The article also noted support for the climate consensus by ‘multiple scientific organizations, including the National Academy of Sciences, the American Association for the Advancement of Science, the U.S. Global Change Research Program, the National Oceanic and Atmospheric Administration, and NASA.’ It quoted Richard B. Alley, a geophysicist at Penn State University: “Ultimately, we go back to physics. If you burn fossil fuel, you make CO2. You can do this with bookkeeping. How much did we burn? How much CO2 does that make? Where is it? There it is.”

Achenbach and Eilperin ended by quoting Rush Limbaugh and Marc Morano, who represents the skeptical website Climate Depot. Concerning Republican presidential candidate Mitt Romney’s recent affirmation of the climate consensus, Limbaugh reportedly smirked, “Bye-bye, nomination. Another one down.” Morano reportedly called climate change “a litmus test, pure and simple, for the presidential race.”

Addendum: It seems worth adding a copy of something that Republican candidate Jon Huntsman said on ABC on Sunday morning: ‘The minute that the Republican Party becomes the party—the anti-science party—we have a huge problem. We lose a whole lot of people who would otherwise allow us to win the election in 2012. When we take a position that isn’t willing to embrace evolution, when we take a position that basically runs counter to what 98 of 100 climate scientists have said, what the National Academy of Science—Sciences—has said about what is causing climate change and man’s contribution to it, I think we find ourselves on the wrong side of science, and, therefore, in a losing position.’

UPDATE

The Washington Post‘s presidential-primary-focused front-page coverage of the politics of climate disruption has drawn a set of four letters —three that adopt the Post‘s general view, and one from a skeptic.

One makes a comparison: “We should all be very worried about the condition of our democracy when major American politicians disagree with essentially the entire American scientific community’s assessment that humans are contributing to global warming. This seems rather like the political powers in Italy in 1632 disagreeing with Galileo that the Earth revolved around the sun.”

Another offers a thought about immediate action: “One idea is a tax break for companies that show progress in reducing emissions.

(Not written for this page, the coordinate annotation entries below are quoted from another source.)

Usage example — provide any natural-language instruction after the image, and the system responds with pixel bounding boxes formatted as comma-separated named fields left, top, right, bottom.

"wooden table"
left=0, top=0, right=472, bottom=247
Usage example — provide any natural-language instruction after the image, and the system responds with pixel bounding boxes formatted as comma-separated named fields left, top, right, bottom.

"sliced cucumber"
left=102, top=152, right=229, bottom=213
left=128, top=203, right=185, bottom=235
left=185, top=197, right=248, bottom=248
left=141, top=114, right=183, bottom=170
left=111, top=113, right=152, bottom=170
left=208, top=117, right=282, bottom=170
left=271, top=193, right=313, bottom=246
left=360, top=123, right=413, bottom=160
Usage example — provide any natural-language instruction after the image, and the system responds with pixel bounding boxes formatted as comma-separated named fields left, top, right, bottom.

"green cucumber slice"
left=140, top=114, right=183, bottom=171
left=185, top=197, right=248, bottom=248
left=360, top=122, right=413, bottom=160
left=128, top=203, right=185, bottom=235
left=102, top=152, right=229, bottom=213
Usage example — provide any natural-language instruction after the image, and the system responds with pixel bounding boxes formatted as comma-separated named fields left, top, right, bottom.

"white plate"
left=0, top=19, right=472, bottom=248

If the GOP is really opposed to raising taxes, surely it wouldn’t object to this or any similar proposal.” Another calls for a Works Progress Administration or a Marshall Plan on sustainable energy.”

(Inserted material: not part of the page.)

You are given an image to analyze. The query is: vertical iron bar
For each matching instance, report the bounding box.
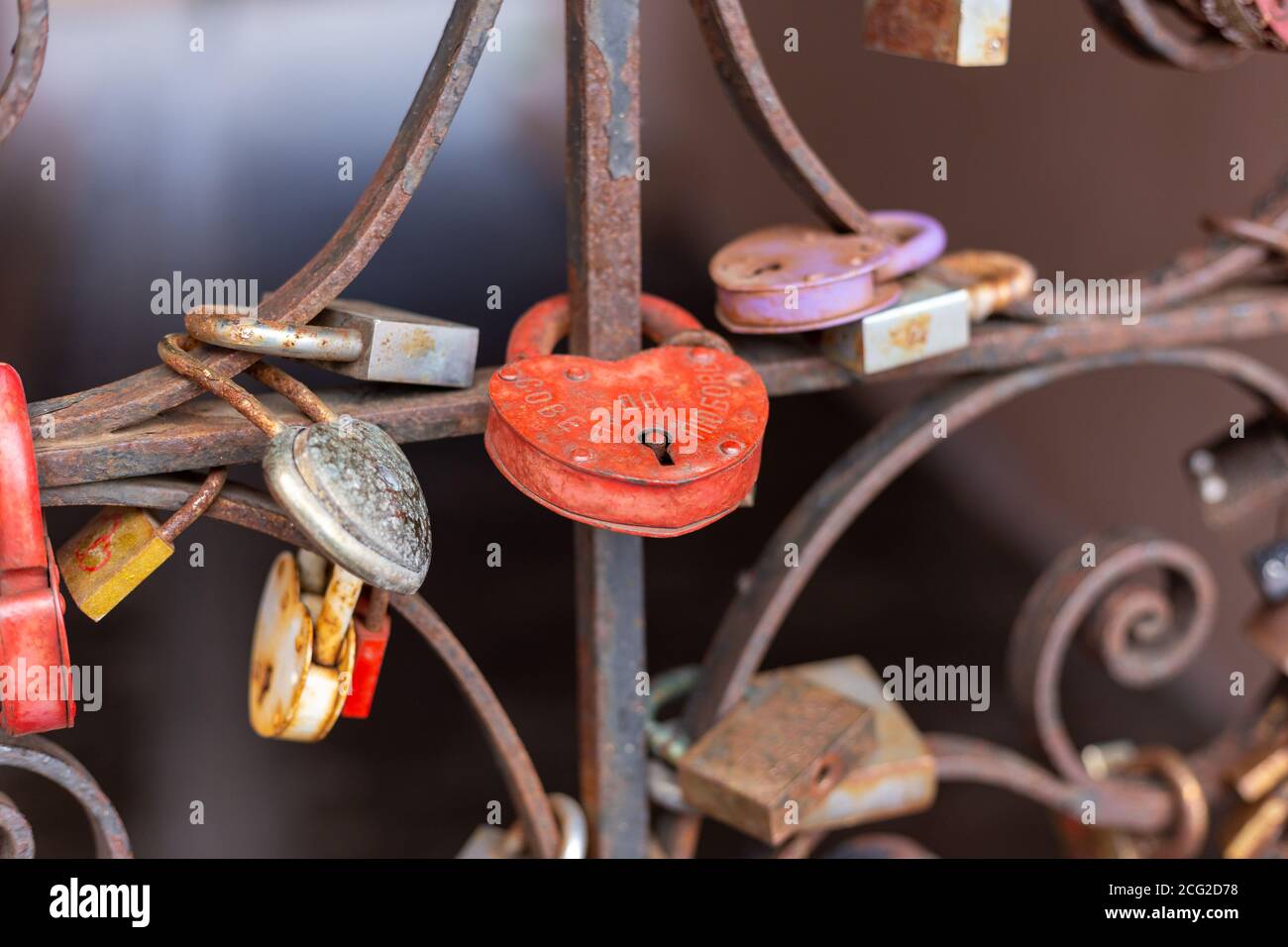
[567,0,648,858]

One of the letters speaks for skepticism, noting that the original article “quoted several people who said human activity is causing global warming and recounted data on global temperature statistics (as if that proves anything about human causation)” and that it “also cited two well-known skeptics of this claim.” The writer asks:

Were those skeptics allowed to explain why they are skeptics? No, they were only allowed to say that climate change is a political issue. Well, duh.

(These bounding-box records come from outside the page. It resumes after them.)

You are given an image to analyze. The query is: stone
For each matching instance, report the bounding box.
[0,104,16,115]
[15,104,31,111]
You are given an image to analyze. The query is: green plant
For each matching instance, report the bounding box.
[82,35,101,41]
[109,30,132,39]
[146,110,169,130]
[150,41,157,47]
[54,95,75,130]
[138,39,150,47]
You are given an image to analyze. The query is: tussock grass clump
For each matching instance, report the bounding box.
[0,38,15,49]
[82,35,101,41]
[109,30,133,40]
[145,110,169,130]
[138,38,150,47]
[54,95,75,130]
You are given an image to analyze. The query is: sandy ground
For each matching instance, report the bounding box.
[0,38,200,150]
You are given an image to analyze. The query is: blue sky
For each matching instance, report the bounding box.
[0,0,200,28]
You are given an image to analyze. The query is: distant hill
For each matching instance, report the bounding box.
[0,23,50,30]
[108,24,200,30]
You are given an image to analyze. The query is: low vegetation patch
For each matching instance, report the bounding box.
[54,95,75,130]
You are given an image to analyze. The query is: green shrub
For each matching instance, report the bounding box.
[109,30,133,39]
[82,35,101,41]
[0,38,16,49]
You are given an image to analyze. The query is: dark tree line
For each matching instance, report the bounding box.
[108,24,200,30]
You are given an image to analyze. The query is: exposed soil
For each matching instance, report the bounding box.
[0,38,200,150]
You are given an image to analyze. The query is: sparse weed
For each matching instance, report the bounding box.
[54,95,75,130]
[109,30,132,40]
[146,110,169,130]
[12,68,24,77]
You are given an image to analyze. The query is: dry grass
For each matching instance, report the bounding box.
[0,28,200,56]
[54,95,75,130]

When will the Post present the real arguments and let its readers decide whether there is a “consensus”?

Steven T. Corneliussen, a media analyst for the American Institute of Physics, monitors three national newspapers, the weeklies Nature and Science, and occasionally other publications. His reports to AIP are published in ‘Science and the media.’ He has published op-eds in the Washington Post and other newspapers, has written for NASA’s history program, and is a science writer at a particle-accelerator laboratory.